Princeton University suspends men's swim team over offensive materials
PRINCETON, N.J. -- Princeton University has suspended the rest of the men’s swimming and diving team’s season after school administrators discovered that members had posted “vulgar and offensive” material on the team’s electronic mailing list.
A statement released by Princeton on Thursday did not disclose specifics but said the “misogynistic and racist” comments involved the women’s swimming and diving team.
The suspension comes after an anonymous complaint alerted university officials to several materials, including the school-sponsored team mailing list and other electronic correspondence.
The suspension is the third for an Ivy League team since November. Harvard University suspended its men’s soccer team and some members of Columbia University’s wrestling team were suspended for similar behavior last month.

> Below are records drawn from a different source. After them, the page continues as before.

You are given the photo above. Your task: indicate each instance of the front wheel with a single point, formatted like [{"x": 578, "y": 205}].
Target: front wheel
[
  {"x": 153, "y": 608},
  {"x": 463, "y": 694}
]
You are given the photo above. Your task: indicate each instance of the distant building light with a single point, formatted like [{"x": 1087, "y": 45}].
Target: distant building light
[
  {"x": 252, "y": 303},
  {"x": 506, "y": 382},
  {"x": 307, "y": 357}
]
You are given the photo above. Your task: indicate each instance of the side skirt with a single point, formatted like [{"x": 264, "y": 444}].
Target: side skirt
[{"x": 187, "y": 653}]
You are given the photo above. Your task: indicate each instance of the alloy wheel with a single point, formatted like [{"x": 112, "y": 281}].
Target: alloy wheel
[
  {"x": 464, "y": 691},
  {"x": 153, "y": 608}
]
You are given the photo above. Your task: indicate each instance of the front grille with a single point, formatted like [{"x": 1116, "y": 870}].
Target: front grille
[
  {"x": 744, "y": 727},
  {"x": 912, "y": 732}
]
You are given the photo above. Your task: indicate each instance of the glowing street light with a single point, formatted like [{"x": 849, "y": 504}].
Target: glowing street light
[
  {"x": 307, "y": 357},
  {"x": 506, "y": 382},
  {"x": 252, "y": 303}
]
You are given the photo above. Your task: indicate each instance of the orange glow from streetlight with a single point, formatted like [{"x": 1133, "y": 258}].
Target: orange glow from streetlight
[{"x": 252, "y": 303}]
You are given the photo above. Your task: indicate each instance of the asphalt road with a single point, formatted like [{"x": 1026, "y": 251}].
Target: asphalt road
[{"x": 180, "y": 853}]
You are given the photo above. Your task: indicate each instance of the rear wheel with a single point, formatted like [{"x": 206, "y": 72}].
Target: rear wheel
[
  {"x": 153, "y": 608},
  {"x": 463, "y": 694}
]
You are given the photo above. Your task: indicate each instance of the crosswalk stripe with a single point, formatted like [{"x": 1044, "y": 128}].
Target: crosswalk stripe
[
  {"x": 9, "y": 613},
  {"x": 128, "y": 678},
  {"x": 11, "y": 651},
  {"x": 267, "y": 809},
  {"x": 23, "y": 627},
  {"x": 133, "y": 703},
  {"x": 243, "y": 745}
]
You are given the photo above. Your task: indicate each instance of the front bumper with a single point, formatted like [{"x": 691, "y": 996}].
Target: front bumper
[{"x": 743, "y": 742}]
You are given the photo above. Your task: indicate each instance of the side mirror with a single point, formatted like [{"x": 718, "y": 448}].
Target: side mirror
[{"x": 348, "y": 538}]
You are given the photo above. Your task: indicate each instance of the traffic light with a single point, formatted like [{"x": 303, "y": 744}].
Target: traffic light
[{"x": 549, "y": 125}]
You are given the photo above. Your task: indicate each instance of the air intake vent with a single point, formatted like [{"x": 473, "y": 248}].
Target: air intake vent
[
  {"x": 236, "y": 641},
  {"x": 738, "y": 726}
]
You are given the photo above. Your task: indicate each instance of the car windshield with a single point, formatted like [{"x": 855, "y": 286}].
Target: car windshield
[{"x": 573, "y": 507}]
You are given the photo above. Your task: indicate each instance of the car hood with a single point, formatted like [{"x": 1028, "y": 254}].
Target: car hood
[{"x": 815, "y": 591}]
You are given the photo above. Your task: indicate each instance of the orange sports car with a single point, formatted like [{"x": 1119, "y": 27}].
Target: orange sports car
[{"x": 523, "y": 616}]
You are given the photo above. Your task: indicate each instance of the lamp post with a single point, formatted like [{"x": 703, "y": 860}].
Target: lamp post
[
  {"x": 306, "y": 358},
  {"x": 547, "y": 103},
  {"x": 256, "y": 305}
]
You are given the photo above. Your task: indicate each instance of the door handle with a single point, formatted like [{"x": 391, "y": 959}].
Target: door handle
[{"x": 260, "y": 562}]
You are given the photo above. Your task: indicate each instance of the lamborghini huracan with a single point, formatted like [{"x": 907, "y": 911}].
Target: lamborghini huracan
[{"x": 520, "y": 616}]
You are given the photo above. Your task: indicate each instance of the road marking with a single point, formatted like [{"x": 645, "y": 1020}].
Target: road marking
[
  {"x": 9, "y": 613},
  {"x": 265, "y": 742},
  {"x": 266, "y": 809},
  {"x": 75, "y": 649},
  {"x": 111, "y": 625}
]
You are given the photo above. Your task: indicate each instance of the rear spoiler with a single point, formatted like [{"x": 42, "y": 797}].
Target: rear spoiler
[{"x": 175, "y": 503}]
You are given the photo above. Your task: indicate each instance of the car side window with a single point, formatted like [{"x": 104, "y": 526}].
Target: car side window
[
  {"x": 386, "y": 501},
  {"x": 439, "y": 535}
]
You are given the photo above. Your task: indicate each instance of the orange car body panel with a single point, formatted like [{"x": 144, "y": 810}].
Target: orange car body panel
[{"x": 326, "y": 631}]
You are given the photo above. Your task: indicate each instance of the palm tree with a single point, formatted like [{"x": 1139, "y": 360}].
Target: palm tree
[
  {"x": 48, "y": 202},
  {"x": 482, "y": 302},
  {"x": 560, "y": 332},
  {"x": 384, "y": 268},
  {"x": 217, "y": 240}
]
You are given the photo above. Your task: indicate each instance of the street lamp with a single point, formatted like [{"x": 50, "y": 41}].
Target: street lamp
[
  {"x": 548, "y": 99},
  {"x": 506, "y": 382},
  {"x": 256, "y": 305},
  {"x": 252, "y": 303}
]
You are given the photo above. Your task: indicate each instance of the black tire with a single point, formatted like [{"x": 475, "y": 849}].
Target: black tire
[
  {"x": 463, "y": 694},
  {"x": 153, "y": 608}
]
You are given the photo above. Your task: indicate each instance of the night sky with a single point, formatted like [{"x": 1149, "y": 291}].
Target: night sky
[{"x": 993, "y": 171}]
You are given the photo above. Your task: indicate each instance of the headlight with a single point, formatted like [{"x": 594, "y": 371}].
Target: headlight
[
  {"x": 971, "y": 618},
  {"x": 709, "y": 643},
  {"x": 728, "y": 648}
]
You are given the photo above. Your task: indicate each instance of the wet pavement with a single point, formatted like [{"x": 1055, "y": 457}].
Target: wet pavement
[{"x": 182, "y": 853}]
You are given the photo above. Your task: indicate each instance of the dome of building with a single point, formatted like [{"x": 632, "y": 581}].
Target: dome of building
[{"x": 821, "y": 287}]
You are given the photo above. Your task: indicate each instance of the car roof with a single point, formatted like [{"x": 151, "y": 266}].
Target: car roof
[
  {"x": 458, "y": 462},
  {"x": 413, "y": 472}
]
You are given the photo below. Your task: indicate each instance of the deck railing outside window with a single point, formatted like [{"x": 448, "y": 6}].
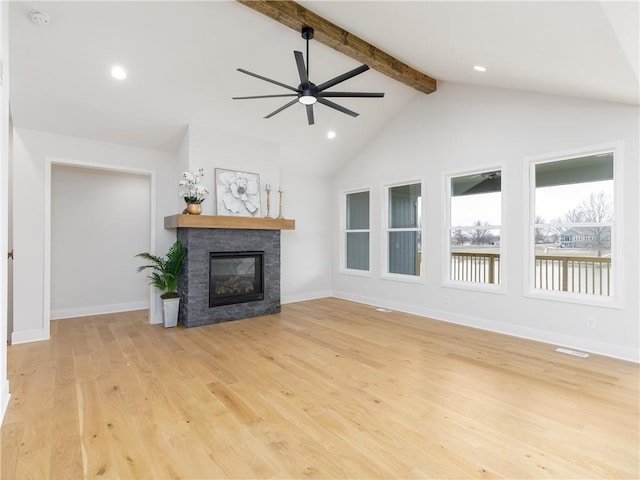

“The behavior that we have learned about is simply unacceptable,” athletic director Mollie Marcoux Samaan said in a statement. “We make clear to all of our student-athletes that they represent Princeton University at all times, on and off the playing surface and in and out of season, and we expect appropriate, respectful conduct from them at all times.”
The university will decide whether to cancel the season completely.
Princeton has meets scheduled Jan. 7 against Navy and Feb. 5 against Yale. The Ivy League championships are scheduled for later in February.
At Harvard last month, the men’s soccer season was canceled after a demeaning “scouting report” on the women’s team was circulated online. A 2012 document uncovered by The Harvard Crimson student newspaper rated the attractiveness of recruits on the women’s team and included lewd comments about them.
Some members of Columbia University’s wrestling team were suspended from competing over apparent lewd and racially insensitive text messages. Some messages disparaged female students, expressed hope that someone would be sexually assaulted at a campus event, used anti-gay terms and slurred black people, including while discussing the deadly police shooting of unarmed black teenager Michael Brown in Ferguson, Missouri, in 2014.